As shoes to fill go, John Wayne's dusty cowboy boots are about as big as it gets. So when the Coen brothers decided to take their shot at True Grit – the Charles Portis novel that finally won Wayne his Oscar – the world sat back with folded arms to see whether Jeff Bridges could grizzle and swagger his way into the role of one-eyed Rooster Cogburn that Wayne made so completely his own.
He does, but that's rather beside the point; it's 14-year-old Hailee Steinfeld as sternly pigtailed Mattie Ross (“A harpy in trousers”) who carries the film, reinstated to the rightful place of heroine in this rather more faithful adaptation.

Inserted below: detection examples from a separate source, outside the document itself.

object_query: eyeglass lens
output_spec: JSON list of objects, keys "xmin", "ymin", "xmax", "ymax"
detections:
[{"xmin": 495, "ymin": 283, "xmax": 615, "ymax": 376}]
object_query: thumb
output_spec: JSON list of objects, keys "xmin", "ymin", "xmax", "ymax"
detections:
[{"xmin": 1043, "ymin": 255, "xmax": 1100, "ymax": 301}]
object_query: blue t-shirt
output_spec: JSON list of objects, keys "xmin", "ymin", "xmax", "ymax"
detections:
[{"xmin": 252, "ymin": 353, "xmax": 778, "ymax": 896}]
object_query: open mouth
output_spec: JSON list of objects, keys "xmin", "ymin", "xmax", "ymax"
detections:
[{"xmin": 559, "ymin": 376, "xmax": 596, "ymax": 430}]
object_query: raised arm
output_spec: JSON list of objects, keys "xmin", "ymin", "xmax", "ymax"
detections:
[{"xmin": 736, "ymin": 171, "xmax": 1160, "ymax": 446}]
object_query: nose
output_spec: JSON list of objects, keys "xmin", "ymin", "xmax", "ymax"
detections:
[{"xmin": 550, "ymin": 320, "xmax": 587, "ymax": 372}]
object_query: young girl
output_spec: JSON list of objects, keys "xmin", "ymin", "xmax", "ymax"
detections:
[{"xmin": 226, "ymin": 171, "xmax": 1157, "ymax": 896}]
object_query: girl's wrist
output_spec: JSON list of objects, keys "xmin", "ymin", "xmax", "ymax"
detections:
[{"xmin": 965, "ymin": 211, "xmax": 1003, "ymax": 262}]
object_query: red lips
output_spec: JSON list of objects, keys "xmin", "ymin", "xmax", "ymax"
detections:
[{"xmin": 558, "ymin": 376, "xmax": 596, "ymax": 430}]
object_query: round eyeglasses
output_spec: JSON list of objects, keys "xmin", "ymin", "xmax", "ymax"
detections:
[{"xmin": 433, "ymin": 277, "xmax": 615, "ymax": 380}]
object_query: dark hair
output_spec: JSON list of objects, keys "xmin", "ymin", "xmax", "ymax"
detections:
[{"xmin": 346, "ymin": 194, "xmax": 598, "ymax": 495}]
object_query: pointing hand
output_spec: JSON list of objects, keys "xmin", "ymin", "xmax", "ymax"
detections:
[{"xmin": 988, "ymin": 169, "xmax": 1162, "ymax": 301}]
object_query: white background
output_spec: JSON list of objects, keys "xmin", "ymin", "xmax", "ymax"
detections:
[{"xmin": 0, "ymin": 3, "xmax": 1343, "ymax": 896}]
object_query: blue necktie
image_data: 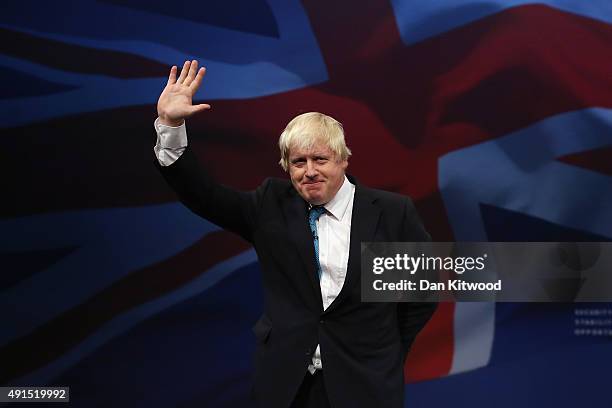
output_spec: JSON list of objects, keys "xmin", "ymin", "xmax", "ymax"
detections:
[{"xmin": 308, "ymin": 205, "xmax": 325, "ymax": 280}]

A straight genre piece, the quirky Coen touches find newly muted shades, bringing matte humour to the glossy period dialogue, and peopling the bit-parts with a menagerie of quirky characters.

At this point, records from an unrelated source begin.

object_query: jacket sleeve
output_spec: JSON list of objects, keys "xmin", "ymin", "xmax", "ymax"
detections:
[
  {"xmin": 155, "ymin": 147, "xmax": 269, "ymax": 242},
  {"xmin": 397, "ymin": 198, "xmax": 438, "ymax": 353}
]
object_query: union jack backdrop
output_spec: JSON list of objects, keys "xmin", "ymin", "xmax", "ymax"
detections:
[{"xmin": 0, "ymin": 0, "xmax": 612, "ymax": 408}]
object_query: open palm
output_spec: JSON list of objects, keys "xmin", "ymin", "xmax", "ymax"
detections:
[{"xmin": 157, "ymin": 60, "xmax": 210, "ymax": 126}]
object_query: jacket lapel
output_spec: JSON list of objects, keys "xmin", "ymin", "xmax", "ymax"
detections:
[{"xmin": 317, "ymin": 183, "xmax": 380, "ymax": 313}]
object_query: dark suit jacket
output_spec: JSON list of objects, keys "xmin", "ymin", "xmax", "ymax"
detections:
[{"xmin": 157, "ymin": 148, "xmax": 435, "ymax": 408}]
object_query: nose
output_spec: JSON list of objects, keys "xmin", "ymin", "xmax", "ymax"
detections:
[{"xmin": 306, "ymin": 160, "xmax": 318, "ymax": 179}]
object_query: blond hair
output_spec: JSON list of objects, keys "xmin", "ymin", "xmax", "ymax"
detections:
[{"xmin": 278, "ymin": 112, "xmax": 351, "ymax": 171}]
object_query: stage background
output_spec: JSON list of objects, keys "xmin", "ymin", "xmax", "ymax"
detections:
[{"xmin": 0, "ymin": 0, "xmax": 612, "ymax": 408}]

As the marshall with “one foot on either side of the law”, Bridges is all unkempt whiskers and drawling tones, swaggering uncertainly about, like the threadbare rooster his name suggests. Almost unrecognisable under a luxuriant moustache, Matt Damon gets a rare and welcome opportunity to exercise his comedic muscles as Texas ranger LaBoeuf, the marshall's city-slick rival.
The success of True Grit all comes back to Steinfeld however, the typewriter rattle of her precise period delivery balanced by her steady gaze and calm repartee. It is she who spices some of the Western's oldest conventions; the final shoot-out between cowboy and nemesis – Tom Chaney (a pleasingly feral Josh Brolin), murderer of Mattie's father – takes new significance when it sees a young girl come face to face with a bearded psychopath, and the natural bathos it generates in no way undercuts the intensity of the scene.
The fairly basic extras include an extended interview with the articulate and enchanting Steinfeld, as well as input from Damon and Bridges. A featurette strips away the peeling facades of the Coens' Fort Worth and explains the process of recreating the frontier town, complete with stripping trees of their leaves by hand, and covering telegraph poles in faux bark.